The Asian trading session saw strong gains in stocks as trader and investors reacted positively to falling CPI inflation inside the United States economy.
Asian equity markets posted solid gains all around with Japan’s Nikkei 225 advancing by +1.3% and China’s Shanghai Composite gaining +0.7%. The strongest was Hong Kong’s Hang Seng with a 2.3% intraday gain.
Another major theme was US dollar weakness. The spillover continues yesterday with the US dollar suffering crushing losses against the euro, yen, antipodeans, the British pound and the Canadian dollar.
Consumer inflation expectations were released in Australia, and they stood at 5.2% in July 2023, unchanged from the previous month and compared with market forecasts of 5.1%.
The latest figure underscored a recent statement from the country’s central bank governor Philip Lowe that inflation expectations were well anchored for now, but that cannot be taken for granted as service price inflation remained elevated.
The board has projected headline inflation to return to the top of the bank’s target of 2 to 3% by mid-2025, a slower path than many other economies as policymakers want to preserve substantial gains in the labour market.

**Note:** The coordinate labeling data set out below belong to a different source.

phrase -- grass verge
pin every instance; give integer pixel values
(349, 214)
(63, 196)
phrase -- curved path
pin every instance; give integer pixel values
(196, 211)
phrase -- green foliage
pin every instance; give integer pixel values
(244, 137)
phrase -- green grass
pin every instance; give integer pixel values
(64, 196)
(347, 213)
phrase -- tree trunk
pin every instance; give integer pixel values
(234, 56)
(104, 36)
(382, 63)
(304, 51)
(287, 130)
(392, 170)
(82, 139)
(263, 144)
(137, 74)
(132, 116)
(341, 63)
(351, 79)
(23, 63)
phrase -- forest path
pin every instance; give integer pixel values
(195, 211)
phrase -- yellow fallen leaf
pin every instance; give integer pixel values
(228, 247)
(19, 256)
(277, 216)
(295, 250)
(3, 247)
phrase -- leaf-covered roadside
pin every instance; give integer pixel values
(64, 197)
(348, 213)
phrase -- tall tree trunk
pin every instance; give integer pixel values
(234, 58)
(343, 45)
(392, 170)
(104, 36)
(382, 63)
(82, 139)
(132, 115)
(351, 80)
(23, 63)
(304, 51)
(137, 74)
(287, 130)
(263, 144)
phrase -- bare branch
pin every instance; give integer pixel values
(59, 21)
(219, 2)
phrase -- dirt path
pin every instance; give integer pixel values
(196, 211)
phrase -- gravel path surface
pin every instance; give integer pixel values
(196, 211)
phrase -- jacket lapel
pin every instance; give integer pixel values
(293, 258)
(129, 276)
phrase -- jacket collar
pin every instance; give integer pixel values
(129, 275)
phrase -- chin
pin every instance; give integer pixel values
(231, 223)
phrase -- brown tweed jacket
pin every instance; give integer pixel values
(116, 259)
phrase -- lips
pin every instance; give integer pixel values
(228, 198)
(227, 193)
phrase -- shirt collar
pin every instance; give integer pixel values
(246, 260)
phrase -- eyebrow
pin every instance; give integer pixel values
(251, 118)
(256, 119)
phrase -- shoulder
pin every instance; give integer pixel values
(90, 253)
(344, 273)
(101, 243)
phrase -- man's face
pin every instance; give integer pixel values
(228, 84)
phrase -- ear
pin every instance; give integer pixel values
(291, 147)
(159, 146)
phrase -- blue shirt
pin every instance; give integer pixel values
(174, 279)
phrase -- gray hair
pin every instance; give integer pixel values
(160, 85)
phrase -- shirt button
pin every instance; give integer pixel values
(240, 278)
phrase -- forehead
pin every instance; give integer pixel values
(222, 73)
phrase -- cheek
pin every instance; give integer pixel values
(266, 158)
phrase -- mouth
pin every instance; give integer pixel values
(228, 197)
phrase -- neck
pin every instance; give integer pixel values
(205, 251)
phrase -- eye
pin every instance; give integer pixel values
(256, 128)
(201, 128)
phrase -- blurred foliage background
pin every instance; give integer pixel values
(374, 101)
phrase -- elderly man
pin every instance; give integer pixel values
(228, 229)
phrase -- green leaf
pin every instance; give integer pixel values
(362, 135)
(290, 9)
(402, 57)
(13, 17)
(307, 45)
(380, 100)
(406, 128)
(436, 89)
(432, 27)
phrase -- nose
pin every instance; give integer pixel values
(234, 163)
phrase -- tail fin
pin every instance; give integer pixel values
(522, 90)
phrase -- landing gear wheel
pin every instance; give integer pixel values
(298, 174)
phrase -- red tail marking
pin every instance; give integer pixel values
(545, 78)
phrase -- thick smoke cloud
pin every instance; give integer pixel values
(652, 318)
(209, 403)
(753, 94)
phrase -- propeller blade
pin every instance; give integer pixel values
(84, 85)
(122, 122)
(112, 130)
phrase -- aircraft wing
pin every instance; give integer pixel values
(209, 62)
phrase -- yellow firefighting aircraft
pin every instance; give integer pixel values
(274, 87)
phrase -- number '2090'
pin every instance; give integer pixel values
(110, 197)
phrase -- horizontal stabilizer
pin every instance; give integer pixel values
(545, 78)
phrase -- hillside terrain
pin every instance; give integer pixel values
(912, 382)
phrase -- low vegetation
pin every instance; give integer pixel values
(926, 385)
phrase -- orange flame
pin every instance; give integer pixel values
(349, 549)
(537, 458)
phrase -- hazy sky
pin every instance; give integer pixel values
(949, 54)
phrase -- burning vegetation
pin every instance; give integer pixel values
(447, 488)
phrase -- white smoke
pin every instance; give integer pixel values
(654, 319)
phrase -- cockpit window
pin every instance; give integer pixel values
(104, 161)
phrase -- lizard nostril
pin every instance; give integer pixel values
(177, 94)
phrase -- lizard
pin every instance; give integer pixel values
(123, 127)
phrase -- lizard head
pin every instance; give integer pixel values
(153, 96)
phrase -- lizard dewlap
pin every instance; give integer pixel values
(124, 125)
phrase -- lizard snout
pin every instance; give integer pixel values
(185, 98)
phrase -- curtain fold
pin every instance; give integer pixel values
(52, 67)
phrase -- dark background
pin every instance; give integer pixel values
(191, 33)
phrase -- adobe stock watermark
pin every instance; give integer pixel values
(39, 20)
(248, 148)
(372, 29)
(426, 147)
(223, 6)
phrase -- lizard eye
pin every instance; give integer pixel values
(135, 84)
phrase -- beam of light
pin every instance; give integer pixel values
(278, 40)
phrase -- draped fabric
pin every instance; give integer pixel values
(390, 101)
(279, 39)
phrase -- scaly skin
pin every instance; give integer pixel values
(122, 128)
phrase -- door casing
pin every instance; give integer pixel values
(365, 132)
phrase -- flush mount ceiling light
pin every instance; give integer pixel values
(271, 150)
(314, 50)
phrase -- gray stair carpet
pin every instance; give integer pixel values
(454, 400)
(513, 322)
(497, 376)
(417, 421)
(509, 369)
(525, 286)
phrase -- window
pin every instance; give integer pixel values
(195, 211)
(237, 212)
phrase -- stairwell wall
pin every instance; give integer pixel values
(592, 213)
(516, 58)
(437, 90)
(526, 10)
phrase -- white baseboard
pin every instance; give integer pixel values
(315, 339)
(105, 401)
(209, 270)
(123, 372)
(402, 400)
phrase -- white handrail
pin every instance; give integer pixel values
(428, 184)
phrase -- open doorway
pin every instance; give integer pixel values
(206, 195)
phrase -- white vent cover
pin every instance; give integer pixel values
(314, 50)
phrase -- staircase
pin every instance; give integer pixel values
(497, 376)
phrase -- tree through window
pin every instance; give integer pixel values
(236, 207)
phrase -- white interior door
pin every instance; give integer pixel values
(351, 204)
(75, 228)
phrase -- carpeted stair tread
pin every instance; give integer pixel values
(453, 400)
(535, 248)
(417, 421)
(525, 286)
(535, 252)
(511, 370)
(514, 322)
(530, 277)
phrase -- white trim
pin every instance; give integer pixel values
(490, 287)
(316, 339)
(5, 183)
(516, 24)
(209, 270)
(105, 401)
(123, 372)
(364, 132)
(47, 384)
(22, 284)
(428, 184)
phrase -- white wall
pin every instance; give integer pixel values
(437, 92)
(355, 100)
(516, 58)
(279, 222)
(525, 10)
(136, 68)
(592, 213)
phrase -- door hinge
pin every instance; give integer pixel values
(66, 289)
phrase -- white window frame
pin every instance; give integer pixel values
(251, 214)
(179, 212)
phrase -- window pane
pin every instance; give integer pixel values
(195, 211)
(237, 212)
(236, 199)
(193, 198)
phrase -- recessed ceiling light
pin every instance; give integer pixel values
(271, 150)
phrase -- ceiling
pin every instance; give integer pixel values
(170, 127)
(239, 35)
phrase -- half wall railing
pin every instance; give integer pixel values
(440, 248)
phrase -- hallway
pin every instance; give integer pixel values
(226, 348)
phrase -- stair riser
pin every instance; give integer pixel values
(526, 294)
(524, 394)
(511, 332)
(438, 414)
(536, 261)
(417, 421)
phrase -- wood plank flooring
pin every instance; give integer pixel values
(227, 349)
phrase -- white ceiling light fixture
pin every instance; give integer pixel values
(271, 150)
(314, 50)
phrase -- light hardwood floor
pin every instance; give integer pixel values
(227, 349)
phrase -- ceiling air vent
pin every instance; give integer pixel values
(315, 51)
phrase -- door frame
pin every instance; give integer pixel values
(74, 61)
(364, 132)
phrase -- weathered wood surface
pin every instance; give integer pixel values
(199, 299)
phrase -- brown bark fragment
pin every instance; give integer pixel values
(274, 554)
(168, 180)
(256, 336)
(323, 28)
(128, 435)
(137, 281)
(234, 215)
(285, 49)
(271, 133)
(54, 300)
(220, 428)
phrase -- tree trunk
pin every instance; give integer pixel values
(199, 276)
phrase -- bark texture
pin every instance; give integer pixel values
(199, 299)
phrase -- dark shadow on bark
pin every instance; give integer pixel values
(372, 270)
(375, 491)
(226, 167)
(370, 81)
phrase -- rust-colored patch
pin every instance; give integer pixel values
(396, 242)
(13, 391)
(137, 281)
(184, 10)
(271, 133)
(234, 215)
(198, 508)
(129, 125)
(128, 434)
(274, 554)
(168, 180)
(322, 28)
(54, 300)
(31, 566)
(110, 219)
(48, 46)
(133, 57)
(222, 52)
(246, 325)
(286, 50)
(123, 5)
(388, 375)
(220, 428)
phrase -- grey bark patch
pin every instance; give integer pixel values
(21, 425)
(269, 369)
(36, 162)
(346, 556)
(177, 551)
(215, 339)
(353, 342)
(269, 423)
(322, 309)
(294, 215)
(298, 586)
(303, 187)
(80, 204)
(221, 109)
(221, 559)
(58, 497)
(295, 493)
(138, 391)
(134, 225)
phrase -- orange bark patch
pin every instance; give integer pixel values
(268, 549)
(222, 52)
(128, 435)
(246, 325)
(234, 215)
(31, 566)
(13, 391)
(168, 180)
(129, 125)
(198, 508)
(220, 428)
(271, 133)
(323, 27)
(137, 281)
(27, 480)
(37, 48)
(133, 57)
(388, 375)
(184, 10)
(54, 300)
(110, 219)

In the first three months of the year, the annual inflation rate fell to 7.0% from a more than 30-year high of 7.8% in Q4. On a monthly basis, consumer prices rose by 5.6% yoy in May, the least in 13 months.
China’s Customs Bureau said that H1 2023 exports were +3.7% y/y, while imports were -0.1% y/y, saying that “sluggish global economic growth, slowing global trade and investment, geopolitical risks and weakening external demand continue to impact China’s trade.”